Emotion from Gary DeVercelly’s death has swept over the Lawrenceville campus like a tidal wave. It’s hard for any young person to face the loss of someone his or her own age, as it shocks them into the sudden realization that tomorrow is never guaranteed. Gary’s death is particularly hard to accept because of the circumstances surrounding it. Although in incidents like these it seems as though the world is ending, we realize sadly that life goes on.
When Gary’s mother spoke on the afternoon of his memorial service, she pleaded with students to make this tragedy lead to something good, and that’s exactly what we must do.
If you listen closely, it is obvious that the main message that people across campus are getting from the incident is that the dangers of alcohol, although sometimes overlooked, are immense. However, people have always known this, yet continued to drink throughout their college experience. Unfortunately, that will probably never change.
The most important lesson that one can take away from this tragic event is not a reinforcement of the dangers of alcohol, but one of the age-old lessons that parents teach their children: You don’t need to prove yourself to others to be accepted.
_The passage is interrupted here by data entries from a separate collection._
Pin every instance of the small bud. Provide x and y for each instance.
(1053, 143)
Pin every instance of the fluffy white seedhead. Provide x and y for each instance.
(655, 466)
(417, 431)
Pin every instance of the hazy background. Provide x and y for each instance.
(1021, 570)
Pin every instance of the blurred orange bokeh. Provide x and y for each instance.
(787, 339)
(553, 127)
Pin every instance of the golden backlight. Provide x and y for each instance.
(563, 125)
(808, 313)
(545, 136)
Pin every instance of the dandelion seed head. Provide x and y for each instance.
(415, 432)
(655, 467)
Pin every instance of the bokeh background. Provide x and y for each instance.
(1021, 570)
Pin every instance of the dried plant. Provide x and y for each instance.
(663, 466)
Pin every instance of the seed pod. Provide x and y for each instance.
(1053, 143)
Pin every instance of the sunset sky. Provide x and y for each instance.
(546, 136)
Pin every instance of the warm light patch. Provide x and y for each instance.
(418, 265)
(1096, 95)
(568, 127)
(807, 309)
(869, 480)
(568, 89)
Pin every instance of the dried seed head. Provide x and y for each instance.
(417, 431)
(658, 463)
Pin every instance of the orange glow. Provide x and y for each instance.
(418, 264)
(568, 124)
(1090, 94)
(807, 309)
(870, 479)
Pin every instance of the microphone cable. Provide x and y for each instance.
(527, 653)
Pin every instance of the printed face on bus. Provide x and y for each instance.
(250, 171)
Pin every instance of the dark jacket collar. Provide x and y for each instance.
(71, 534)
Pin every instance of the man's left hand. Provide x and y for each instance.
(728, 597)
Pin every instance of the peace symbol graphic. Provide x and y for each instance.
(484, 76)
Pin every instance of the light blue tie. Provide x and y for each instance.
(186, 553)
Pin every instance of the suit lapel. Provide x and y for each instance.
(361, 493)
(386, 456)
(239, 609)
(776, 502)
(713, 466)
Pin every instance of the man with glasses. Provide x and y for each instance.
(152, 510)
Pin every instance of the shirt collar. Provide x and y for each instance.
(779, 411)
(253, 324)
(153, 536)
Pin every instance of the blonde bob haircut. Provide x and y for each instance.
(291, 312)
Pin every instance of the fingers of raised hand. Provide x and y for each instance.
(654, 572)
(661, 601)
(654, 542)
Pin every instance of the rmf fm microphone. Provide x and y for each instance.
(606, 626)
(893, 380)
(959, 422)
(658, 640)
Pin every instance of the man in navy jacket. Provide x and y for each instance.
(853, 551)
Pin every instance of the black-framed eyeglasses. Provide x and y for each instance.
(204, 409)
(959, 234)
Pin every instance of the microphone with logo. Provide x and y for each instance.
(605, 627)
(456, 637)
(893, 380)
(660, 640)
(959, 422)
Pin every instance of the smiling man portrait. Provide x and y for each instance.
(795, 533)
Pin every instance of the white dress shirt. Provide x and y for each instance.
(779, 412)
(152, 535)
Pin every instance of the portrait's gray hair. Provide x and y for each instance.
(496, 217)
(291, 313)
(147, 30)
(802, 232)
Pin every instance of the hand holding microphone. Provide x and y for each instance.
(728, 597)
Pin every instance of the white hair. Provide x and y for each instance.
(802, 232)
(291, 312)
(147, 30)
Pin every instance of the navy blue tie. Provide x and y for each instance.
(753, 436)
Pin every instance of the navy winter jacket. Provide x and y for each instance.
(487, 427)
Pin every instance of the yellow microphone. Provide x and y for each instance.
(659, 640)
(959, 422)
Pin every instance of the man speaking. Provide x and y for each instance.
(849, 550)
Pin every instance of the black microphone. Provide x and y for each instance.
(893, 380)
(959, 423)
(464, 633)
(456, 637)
According to an article published in The Times of Trenton, close friends of Gary’s knew that this kind of drinking was unlike him.
While his friends’ descriptions illustrate that this form of heavy drinking was uncharacteristic of Gary, his reason for doing it was not one that was unusual for him at all.
According to the article, one of his friends from home said that if he had any flaws at all, it was his desire to impress people. While this quality was perhaps one of the things that made Gary so likeable to so many, there might have been a point where it became a danger to him as well.
Gary was going through the new member process for Rider’s chapter of the Phi Kappa Tau (PKT) fraternity. While the brothers of PKT without a doubt were just looking to have fun and had no intention of anything bad happening to the 18-year-old, it may have been Gary’s desire to impress them that pushed him to consume the amount of alcohol that led to his death.
Unfortunately, students feeling as though they need to prove themselves to fit in are not uncommon on college campuses. Many organizations put pressure on students to conform or to participate in things that they wouldn’t normally be a part of. It is an all-too-common occurrence for students to find themselves in serious trouble because they did something they didn’t want to do in the first place.
Many students across the country falsely think that they have to prove their worth to others to be accepted. The truth is, there is only one person to whom you should ever prove your worth: Yourself. Once you have proven to yourself that you are the person you want to be, others will appreciate you for being you. It is then that you have truly succeeded in life.
While the consequences of peer pressure usually are no worse than a fight with someone close to you or a bad hangover the next day, Gary’s death proves that, although it’s rare, consequences can sometimes go far beyond what is expected. The strength that Gary’s memory can give you may save your own life one day. Make a change for the better because you never know what might happen if you don’t.